DNS zones and access control
DNS is both a developer convenience and a security boundary. Loopback treats it that way by combining:
- Organization-level domains and records for the names you truly own.
- Delegated pattern zones at organization / project / workspace scope so teams can self-service only the names you allow.
- RBAC that can separate who manages the apex domain from who can create
*.api.staging.example.com.
This page expands DNS overview with governance and wildcard guidance for buyers.
Concepts at a glance
| Concept | What it means for users |
|---|---|
| Domain | A registered name Loopback can manage under your org (ownership and billing live here). |
| DNS records | Concrete A/AAAA/CNAME/TXT (and friends) attached to a domain. |
| DNS record zone | A delegation contract: “inside this domain, only names matching these patterns may be edited from this scope.” |
| Project / workspace DNS zones | The same idea narrowed to a team or environment—ideal for least privilege. |
Why pattern-based zones exist
Without patterns, either:
- Everyone shares one DNS admin role (risky), or
- You manually ticket every record (slow).
Pattern zones let you say:
- “Team A may create only
*.dev.project-a.example.com.” - “Workspace prod-checkout may manage only
api.checkout.example.comand*.api.checkout.example.com.”
Loopback enforces single-level wildcard semantics for matching (one * segment per pattern, not arbitrary recursive globbing). If you need complex rules, split zones or use multiple narrower patterns.
Wildcards: power and pitfalls
Wildcards (*.something) are invaluable for:
- Multi-tenant apps that mint per-tenant hostnames.
- Ephemeral preview environments (
pr-123.example.dev).
Risks:
- Over-broad wildcards + weak TLS issuance processes = unexpected certificate coverage.
- Accidental overlap between prod and non-prod patterns.
Best practice: use separate domains or separate zone objects for prod vs non-prod, and keep apex and email-critical records under infra-only roles.
RBAC story (how fine-grained it can be)
Loopback separates capabilities such as:
- Org-wide DNS vs project DNS vs workspace DNS.
- Read vs create/update/delete on records.
- Zone administration vs record administration (depending on deployment).
This maps cleanly to enterprise patterns:
- Platform team owns apex and MX/SPF/DKIM.
- Product teams own service subdomains via pattern zones.
- Auditors get read-only visibility without write.
For the broader RBAC philosophy, see Auditing and fine-grained access.
Kubernetes workspace DNS (how it intersects)
Kubernetes workspaces receive API server DNS under operator-managed domains during provisioning.
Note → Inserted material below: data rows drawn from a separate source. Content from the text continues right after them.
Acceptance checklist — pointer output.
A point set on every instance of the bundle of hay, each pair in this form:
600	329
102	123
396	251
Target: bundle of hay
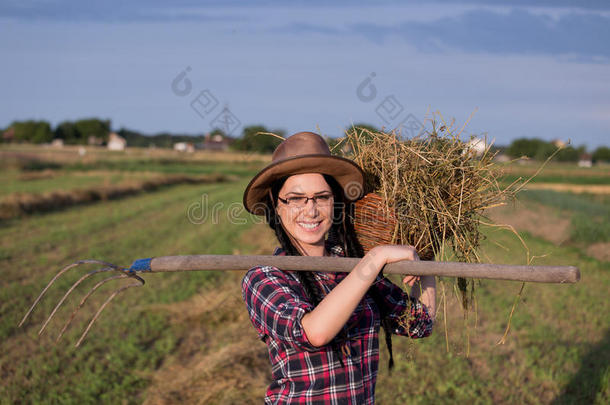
428	192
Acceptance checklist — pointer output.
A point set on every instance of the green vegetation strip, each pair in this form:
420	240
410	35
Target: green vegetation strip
15	205
128	342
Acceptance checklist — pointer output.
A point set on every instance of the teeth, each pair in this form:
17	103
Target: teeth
309	226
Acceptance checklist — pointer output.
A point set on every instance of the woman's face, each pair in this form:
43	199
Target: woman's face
310	223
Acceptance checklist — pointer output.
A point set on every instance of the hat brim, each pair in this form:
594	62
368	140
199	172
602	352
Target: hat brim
347	173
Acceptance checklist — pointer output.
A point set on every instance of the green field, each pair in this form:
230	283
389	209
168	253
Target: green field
186	337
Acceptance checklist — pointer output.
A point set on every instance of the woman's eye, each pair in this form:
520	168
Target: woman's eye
296	200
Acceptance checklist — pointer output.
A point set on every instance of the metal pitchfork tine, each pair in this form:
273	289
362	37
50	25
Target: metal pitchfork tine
124	273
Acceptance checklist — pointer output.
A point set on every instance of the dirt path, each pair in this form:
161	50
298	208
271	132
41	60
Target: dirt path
219	357
572	188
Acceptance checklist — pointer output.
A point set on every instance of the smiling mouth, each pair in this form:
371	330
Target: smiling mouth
310	226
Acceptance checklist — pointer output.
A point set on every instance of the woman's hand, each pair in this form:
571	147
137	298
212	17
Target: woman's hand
422	288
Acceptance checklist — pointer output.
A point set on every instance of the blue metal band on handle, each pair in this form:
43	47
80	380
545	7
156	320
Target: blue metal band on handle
140	265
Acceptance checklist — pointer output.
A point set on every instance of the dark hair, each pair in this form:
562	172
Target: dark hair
342	233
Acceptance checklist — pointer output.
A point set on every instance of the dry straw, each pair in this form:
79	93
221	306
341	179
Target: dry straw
428	191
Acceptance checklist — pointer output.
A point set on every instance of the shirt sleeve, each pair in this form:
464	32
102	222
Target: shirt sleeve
395	302
275	309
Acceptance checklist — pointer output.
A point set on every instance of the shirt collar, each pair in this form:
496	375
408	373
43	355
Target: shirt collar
335	250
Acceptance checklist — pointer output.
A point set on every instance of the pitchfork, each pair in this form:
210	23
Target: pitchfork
541	274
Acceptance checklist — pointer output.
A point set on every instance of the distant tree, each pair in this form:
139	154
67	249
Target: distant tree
532	148
262	143
32	131
601	154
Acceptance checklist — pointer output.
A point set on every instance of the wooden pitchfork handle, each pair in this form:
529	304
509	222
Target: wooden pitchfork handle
539	274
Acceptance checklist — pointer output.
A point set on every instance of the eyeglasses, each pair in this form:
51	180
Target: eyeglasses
323	200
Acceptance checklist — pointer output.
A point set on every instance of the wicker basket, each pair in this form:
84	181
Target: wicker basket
375	225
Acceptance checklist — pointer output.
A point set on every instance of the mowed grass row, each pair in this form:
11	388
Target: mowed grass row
127	342
554	172
558	348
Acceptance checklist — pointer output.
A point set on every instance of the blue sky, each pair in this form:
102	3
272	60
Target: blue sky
535	69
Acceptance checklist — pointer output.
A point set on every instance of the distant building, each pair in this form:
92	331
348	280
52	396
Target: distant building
502	158
116	142
215	142
57	143
94	140
8	135
184	147
585	160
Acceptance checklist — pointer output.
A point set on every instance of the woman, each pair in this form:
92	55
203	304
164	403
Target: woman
321	329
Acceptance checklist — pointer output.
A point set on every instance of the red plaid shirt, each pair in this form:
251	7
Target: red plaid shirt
303	373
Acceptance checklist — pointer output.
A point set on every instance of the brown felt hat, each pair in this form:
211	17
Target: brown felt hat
303	152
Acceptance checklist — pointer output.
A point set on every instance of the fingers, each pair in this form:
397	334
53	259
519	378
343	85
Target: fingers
410	280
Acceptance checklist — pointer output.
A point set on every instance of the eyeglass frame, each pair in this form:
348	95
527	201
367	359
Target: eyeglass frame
285	201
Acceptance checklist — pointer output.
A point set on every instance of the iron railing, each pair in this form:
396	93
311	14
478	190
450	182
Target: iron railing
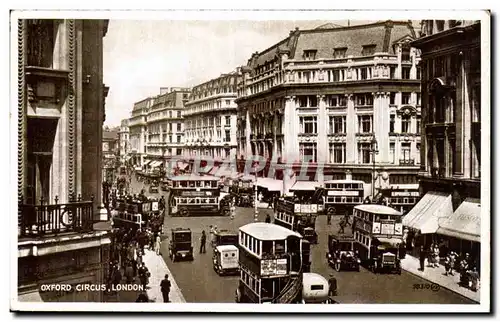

That is not the same as your application DNS zones—plan both:
- Cluster access hostname stability for kubectl.
- Application ingress names for customers.
See Kubernetes install flow for the control plane DNS story.
Operational checklist
- [ ] Inventory who can edit apex records (should be tiny).
- [ ] Create pattern zones per team/environment; avoid one mega-wildcard unless you accept the risk.
- [ ] Align certificate issuance (ACME, corporate CA) with wildcard scope.
- [ ] Ensure deleting a workspace does not silently orphan paid DNS assets—define ownership up front.